The brain is a marvel of complexity. Every day, billions of neurons communicate to execute various functions in the body. At the heart of this communication are membrane proteins including glutamate receptors that transmit the signal. Glutamate receptors are of two kinds — Metabotropic glutamate receptors (mGluRs) and ionotropic glutamate receptors. mGluRs are dimeric G protein-coupled receptors (GPCRs) that mediate cellular responses to the neurotransmitter L‑glutamate.

mGluRs are involved in regulating higher-order brain functions such as memory and learning says Vinothkumar K Ragunath, Associate Professor at NCBS and a co-author of the recently published article in Nature Communications. He adds, ​“Understanding their structure and modulation could be a key to treating a range of neurological disorders.”

Ragunath explains that decoding the structure of mGlu was a critical step in the study. mGlu has eight subtypes, and the structure of subtype mGlu5 is studied in this collaborative study. A study started nearly a decade ago as a result of overlapping interests between Ragunath and G. Lebon. The team chose mGlu5 due to its vital role in different brain functions. 

mGlu5 has a modular architecture, which can be divided into three parts (domains): the large extracellular domain, also called Venus-fly trap (VFT); the 7‑transmembrane domain (7TM), embedded within the membrane; and the cysteine-rich domain, which links the two. This architecture can be visualised in the electron micrographs.

L‑glutamate binds to the VFT triggering a conformational change that activates the receptor through the 7TM domain, allowing for downstream signalling.
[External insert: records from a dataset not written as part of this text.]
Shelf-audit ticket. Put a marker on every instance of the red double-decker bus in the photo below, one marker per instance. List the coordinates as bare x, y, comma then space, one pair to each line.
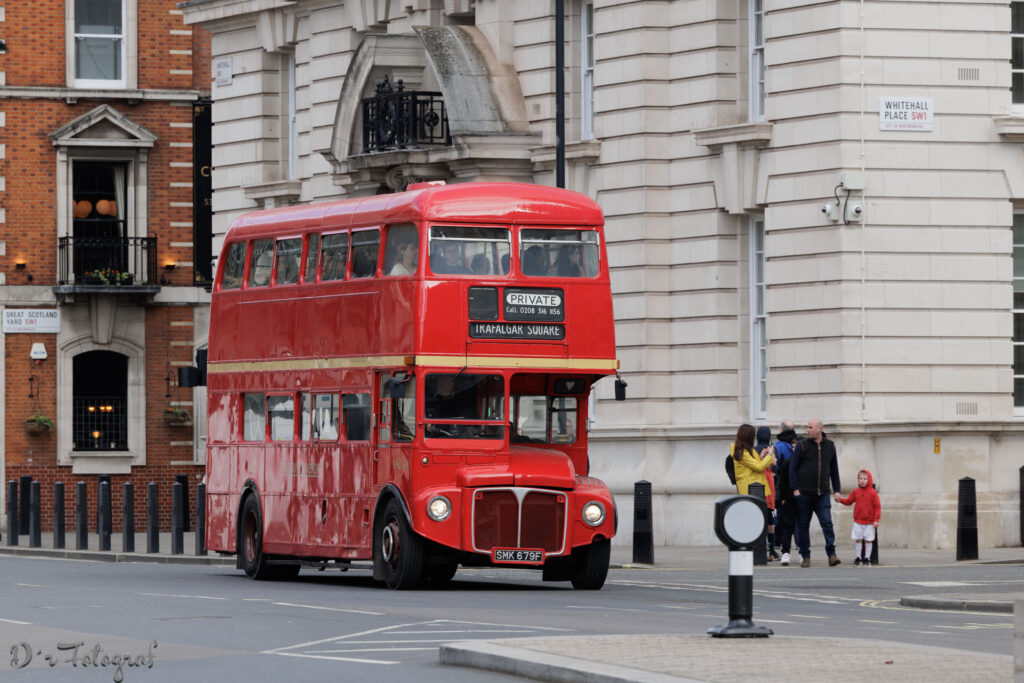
406, 378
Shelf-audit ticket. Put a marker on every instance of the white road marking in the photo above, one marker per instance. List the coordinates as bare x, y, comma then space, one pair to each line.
171, 595
333, 609
938, 584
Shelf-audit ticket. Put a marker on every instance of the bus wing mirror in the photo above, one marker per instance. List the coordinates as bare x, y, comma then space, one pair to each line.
621, 389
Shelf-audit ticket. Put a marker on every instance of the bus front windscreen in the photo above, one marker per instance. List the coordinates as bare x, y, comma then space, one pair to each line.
464, 406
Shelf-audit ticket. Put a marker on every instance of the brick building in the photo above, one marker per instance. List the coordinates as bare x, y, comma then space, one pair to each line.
101, 103
713, 133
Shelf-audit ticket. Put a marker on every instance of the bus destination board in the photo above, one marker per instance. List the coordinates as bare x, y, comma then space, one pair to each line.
547, 305
517, 331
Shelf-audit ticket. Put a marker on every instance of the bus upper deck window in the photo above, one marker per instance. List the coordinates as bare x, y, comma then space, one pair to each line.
334, 256
469, 251
311, 253
402, 251
235, 266
287, 257
558, 253
365, 248
260, 262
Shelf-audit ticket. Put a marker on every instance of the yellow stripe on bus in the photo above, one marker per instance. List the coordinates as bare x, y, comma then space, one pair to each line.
441, 360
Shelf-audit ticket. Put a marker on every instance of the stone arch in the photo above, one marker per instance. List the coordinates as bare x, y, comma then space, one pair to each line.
101, 462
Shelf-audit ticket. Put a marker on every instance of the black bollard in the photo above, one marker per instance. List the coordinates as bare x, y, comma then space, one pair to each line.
740, 521
152, 520
177, 538
58, 520
128, 518
967, 521
201, 518
35, 532
81, 519
23, 517
183, 480
103, 507
760, 548
11, 513
100, 479
643, 527
1021, 489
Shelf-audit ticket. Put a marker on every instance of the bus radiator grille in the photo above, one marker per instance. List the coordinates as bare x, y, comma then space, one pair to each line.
497, 520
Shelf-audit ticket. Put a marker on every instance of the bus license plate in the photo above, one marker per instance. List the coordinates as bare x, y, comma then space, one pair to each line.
519, 555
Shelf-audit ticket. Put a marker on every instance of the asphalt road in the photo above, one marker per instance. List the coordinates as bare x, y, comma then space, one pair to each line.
211, 623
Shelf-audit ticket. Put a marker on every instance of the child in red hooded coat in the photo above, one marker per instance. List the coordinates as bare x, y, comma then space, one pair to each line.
866, 512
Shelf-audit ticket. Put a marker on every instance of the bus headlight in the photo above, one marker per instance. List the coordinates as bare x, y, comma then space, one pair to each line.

The interaction and activity of the receptor can be enhanced further by the use of small molecules, says Raghunath. These are called positive allosteric regulators (PAMs). Unlike traditional drugs that directly activate the receptor, some PAMs enhance the receptor’s response to its natural ligand (such as L‑glutamate), while other PAMs can activate the receptor by themselves. Imagine a set of LEGO blocks; the structure is stable, but when you add one final piece, it enhances the overall functionality. PAMs work similarly by stabilising and enhancing the receptor’s activity.

The study’s major goal was to identify the binding of PAM to the receptor and the conformational changes that mGlu5 undergoes with different ligands. 

The researchers tested three distinct PAMs and analysed the structures of the receptor. PAM binding to the receptor shifts the receptor’s equilibrium into different conformations in the 7TM domain. This finding indicates that PAMs can fine-tune the receptor’s activity, allowing for more precise control over how the receptor responds to its natural neurotransmitter (L‑Glutamate).

By using different PAMs, the team was able to show how the binding of these molecules changes the receptor’s behaviour. Essentially, PAMs don’t just push the receptor into an ​“ON” state; they fine-tune its activity. These interactions will help scientists understand how to design drugs that can precisely regulate receptor function. He further adds, ​“With the advent of mGlu structures by cryoEM, now one can aim to design PAMs specifically for one isoform of mGlu”.

The potential applications of this research are vast, explains Aravind Penmatsa, Associate Professor at the Indian Institute of Science (IISc), Bangalore, an expert who was not part of the original research. Penmatsa further adds, 

Allosteric modulation is a potential pharmacological strategy for therapy in diverse neurological disorders.

Metabotropic Glutamate 5 receptors are implicated in several neurological and psychiatric conditions, including Parkinson’s disease, schizophrenia, anxiety, and depression. Penmatsa finds the study exciting as it focuses on understanding the subtle differences in receptor behaviour when PAMs bind to it.

By shedding light on the conformational diversity of these receptors and how PAMs interact with them, scientists are opening new doors to drug development that could revolutionise the treatment of different brain disorders. Penmatsa, however, cautions that the study is still in its early stages in terms of clinical implications.